To alleviate this anxiety, Sterling Village will host an open-to-the-public discussion of Medicaid, a state program for lower-income people. “Medicaid and You in the Nursing Community” is a free meeting and participants do not have to register.
The Thursday, Oct. 3, event begins with a freewill offering soup supper at 6 p.m. at the long-term-care residence, 204 W. Washington. Beginning at 6:45 p.m., three local professionals will share information about several aspects of Medicaid, which is formally known as KanCare.
“We understand that following government regulations can be a bit intimidating,” Valentine said. “We want to show families they are not alone. Our goal is to help and encourage families, while supplying some solid information about Medicaid.”
As one of the panelists at the meeting, Daylene Linville, senior services advisor at the Rice County Council on Aging, will share information about the Medicaid application process.
“Daylene is an expert in helping people with this paperwork,” Valentine said. “She can lend her expertise, solve problems and answer questions at our meeting and throughout the process.”
JoAnna Trezise, Sterling Village social services designee, also will share her expertise at the Oct. 3 meeting.
“JoAnna is our in-house expert on assisting individuals and families on the process as it pertains to Sterling Village,” Valentine commented. “She can explain what we need from elders who are in the Medicaid program. She lends support before, during and after the application process.”
Valentine, the third panelist, will focus on the “emotions people often feel when they need to apply for Medicaid.”
She is a licensed social worker, with many years of experience in long-term-care issues.
The meeting will adjourn at 7:30 p.m.
Free brochures and other handouts will be available.

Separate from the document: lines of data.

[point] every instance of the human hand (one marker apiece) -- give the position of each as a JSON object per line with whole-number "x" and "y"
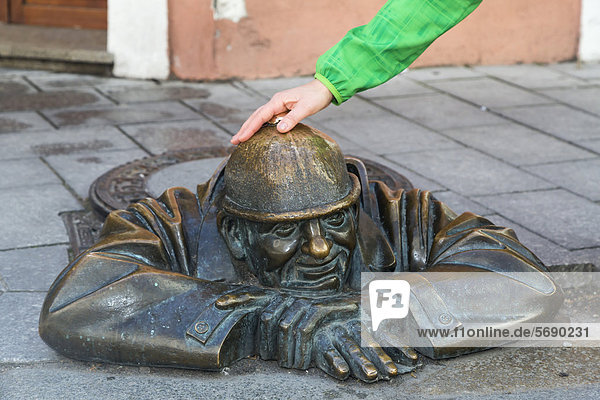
{"x": 301, "y": 102}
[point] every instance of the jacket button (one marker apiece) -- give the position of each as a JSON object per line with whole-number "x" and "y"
{"x": 445, "y": 318}
{"x": 201, "y": 327}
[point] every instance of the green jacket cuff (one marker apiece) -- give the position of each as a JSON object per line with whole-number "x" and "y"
{"x": 337, "y": 98}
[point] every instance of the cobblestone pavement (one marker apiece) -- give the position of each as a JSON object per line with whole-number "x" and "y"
{"x": 518, "y": 144}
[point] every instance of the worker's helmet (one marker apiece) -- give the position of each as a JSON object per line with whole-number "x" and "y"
{"x": 281, "y": 177}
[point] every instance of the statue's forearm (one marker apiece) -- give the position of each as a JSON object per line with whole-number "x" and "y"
{"x": 129, "y": 313}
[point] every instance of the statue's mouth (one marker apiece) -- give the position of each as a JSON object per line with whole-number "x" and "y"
{"x": 317, "y": 271}
{"x": 319, "y": 278}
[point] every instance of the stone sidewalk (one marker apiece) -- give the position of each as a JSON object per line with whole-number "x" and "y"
{"x": 518, "y": 144}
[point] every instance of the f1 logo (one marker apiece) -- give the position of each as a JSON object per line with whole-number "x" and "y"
{"x": 389, "y": 299}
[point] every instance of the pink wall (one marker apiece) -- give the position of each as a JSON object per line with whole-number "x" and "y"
{"x": 284, "y": 38}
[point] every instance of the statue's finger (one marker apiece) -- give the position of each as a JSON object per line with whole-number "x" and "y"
{"x": 269, "y": 326}
{"x": 239, "y": 299}
{"x": 382, "y": 361}
{"x": 360, "y": 365}
{"x": 317, "y": 313}
{"x": 305, "y": 330}
{"x": 285, "y": 338}
{"x": 328, "y": 359}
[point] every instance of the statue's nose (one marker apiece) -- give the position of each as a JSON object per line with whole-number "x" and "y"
{"x": 316, "y": 245}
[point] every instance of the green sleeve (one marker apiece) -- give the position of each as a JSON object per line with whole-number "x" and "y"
{"x": 371, "y": 54}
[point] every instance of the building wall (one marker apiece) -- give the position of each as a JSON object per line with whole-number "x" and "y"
{"x": 255, "y": 39}
{"x": 589, "y": 49}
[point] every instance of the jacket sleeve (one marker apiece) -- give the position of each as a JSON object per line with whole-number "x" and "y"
{"x": 370, "y": 55}
{"x": 133, "y": 299}
{"x": 462, "y": 269}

“We really encourage the community to attend our soup supper and panel presentation,” Valentine said. “When folks are declining in health or had recent hospital stays, they may need more help than family members and friends can provide.

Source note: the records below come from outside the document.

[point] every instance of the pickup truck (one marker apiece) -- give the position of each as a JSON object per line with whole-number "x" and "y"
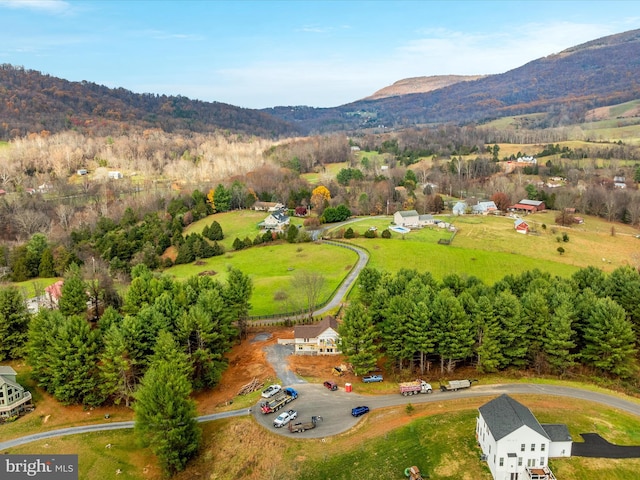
{"x": 284, "y": 418}
{"x": 455, "y": 385}
{"x": 302, "y": 426}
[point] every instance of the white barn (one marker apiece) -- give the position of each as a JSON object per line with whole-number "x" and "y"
{"x": 515, "y": 445}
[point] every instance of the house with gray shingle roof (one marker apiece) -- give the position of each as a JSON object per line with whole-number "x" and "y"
{"x": 514, "y": 444}
{"x": 14, "y": 399}
{"x": 319, "y": 339}
{"x": 406, "y": 218}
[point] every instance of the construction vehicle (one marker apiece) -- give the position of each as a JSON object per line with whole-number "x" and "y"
{"x": 280, "y": 400}
{"x": 413, "y": 473}
{"x": 455, "y": 385}
{"x": 301, "y": 427}
{"x": 413, "y": 388}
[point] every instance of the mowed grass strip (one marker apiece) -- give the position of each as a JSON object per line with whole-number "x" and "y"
{"x": 273, "y": 269}
{"x": 439, "y": 438}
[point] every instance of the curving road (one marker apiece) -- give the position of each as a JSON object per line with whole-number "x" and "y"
{"x": 335, "y": 408}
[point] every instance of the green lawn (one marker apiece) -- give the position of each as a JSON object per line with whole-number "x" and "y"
{"x": 443, "y": 445}
{"x": 273, "y": 269}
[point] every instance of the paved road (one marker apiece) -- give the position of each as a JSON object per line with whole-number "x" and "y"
{"x": 335, "y": 408}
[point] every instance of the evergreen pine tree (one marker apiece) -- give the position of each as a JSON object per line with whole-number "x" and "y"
{"x": 609, "y": 340}
{"x": 358, "y": 337}
{"x": 558, "y": 338}
{"x": 74, "y": 293}
{"x": 489, "y": 350}
{"x": 165, "y": 415}
{"x": 14, "y": 324}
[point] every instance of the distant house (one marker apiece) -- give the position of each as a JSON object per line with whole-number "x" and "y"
{"x": 426, "y": 220}
{"x": 528, "y": 206}
{"x": 460, "y": 208}
{"x": 484, "y": 208}
{"x": 277, "y": 221}
{"x": 521, "y": 226}
{"x": 514, "y": 444}
{"x": 268, "y": 206}
{"x": 53, "y": 293}
{"x": 319, "y": 339}
{"x": 406, "y": 218}
{"x": 14, "y": 399}
{"x": 619, "y": 182}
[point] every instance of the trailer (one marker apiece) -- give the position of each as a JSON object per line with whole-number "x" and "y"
{"x": 301, "y": 427}
{"x": 455, "y": 385}
{"x": 413, "y": 388}
{"x": 280, "y": 400}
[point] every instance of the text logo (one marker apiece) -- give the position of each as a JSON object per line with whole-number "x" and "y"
{"x": 49, "y": 467}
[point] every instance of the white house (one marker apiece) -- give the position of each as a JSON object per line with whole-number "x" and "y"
{"x": 319, "y": 339}
{"x": 276, "y": 221}
{"x": 14, "y": 399}
{"x": 406, "y": 218}
{"x": 515, "y": 445}
{"x": 460, "y": 208}
{"x": 484, "y": 208}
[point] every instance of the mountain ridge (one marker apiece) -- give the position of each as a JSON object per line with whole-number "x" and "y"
{"x": 565, "y": 85}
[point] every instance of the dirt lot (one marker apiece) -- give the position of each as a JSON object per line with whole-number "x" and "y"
{"x": 247, "y": 361}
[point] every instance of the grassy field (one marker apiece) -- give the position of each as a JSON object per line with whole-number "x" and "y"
{"x": 438, "y": 438}
{"x": 484, "y": 247}
{"x": 488, "y": 247}
{"x": 273, "y": 269}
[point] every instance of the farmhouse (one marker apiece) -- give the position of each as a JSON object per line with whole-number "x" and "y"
{"x": 483, "y": 208}
{"x": 515, "y": 445}
{"x": 528, "y": 206}
{"x": 268, "y": 206}
{"x": 521, "y": 226}
{"x": 460, "y": 208}
{"x": 14, "y": 399}
{"x": 406, "y": 218}
{"x": 53, "y": 293}
{"x": 319, "y": 339}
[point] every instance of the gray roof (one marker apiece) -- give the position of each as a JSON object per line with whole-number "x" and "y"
{"x": 312, "y": 331}
{"x": 504, "y": 416}
{"x": 533, "y": 203}
{"x": 557, "y": 432}
{"x": 408, "y": 213}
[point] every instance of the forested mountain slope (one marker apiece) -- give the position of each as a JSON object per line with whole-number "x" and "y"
{"x": 31, "y": 102}
{"x": 597, "y": 73}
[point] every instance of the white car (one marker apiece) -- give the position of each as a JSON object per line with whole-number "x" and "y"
{"x": 271, "y": 391}
{"x": 284, "y": 418}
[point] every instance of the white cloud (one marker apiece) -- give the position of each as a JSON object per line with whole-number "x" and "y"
{"x": 445, "y": 52}
{"x": 45, "y": 6}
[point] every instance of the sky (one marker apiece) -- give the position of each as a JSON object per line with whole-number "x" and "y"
{"x": 258, "y": 54}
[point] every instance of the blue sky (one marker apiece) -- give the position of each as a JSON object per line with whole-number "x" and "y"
{"x": 258, "y": 54}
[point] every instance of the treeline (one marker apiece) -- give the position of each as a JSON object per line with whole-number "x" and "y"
{"x": 103, "y": 361}
{"x": 32, "y": 101}
{"x": 531, "y": 321}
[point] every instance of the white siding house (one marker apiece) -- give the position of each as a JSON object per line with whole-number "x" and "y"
{"x": 407, "y": 218}
{"x": 319, "y": 339}
{"x": 14, "y": 399}
{"x": 514, "y": 444}
{"x": 276, "y": 221}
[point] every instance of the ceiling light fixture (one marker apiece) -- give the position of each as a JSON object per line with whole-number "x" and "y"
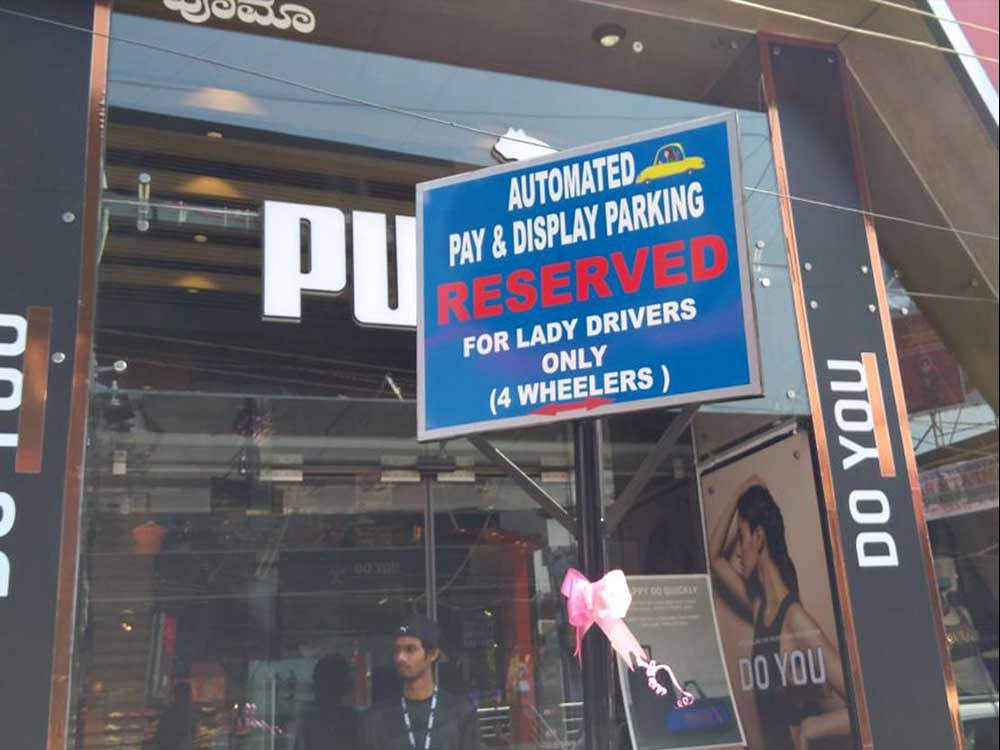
{"x": 608, "y": 34}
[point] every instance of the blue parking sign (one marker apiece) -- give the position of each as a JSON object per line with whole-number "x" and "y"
{"x": 605, "y": 279}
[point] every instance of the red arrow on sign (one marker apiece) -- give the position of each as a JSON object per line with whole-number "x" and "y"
{"x": 550, "y": 410}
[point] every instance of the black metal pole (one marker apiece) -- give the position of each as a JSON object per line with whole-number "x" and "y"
{"x": 597, "y": 675}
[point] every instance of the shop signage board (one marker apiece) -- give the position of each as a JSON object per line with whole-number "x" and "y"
{"x": 880, "y": 548}
{"x": 604, "y": 279}
{"x": 47, "y": 82}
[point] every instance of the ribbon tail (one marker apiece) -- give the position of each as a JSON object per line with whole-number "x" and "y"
{"x": 623, "y": 641}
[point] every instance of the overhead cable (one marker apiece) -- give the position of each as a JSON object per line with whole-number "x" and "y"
{"x": 402, "y": 111}
{"x": 874, "y": 214}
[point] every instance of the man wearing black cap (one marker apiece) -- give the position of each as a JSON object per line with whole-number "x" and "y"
{"x": 423, "y": 717}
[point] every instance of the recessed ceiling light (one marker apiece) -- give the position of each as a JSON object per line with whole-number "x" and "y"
{"x": 608, "y": 34}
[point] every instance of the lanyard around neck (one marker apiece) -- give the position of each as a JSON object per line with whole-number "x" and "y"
{"x": 430, "y": 722}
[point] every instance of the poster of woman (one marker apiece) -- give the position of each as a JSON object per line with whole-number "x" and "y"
{"x": 771, "y": 585}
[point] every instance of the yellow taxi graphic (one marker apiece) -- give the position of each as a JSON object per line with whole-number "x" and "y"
{"x": 670, "y": 160}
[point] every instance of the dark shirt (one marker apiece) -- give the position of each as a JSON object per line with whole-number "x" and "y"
{"x": 456, "y": 726}
{"x": 777, "y": 707}
{"x": 176, "y": 729}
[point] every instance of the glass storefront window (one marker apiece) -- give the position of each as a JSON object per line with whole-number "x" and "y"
{"x": 258, "y": 516}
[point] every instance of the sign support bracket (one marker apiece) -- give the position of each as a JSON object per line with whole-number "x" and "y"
{"x": 596, "y": 657}
{"x": 656, "y": 456}
{"x": 526, "y": 483}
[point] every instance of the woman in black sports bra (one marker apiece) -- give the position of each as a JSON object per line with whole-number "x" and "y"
{"x": 750, "y": 562}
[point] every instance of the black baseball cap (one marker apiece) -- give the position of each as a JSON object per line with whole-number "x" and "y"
{"x": 422, "y": 627}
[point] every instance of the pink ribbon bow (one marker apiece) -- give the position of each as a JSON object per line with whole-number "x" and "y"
{"x": 604, "y": 603}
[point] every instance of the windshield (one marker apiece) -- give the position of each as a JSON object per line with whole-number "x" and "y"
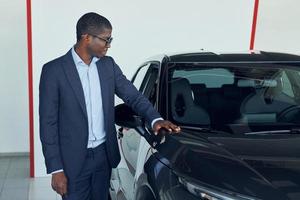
{"x": 218, "y": 95}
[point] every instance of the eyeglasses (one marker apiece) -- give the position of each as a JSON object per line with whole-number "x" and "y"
{"x": 107, "y": 41}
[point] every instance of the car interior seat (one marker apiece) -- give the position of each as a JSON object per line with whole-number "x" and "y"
{"x": 183, "y": 107}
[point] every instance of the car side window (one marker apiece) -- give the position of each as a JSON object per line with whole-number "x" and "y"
{"x": 144, "y": 80}
{"x": 138, "y": 78}
{"x": 286, "y": 85}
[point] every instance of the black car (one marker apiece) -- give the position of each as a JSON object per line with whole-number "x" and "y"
{"x": 240, "y": 137}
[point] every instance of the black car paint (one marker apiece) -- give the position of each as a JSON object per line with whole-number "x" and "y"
{"x": 264, "y": 167}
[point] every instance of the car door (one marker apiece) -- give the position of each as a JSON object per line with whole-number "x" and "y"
{"x": 145, "y": 81}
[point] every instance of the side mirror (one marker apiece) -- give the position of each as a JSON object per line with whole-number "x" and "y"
{"x": 126, "y": 117}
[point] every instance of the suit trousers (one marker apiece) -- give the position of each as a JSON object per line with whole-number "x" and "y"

“This is an especially difficult situation if a spouse also is facing health problems.”
Valentine noted that local residents may believe they cannot afford long-term care and therefore delay learning about Medicaid as an option.
“This meeting will demonstrate how they can apply for assistance as they learn about some of the financial possibilities,” she commented. “The information we provide may help smooth this transition in their lives.”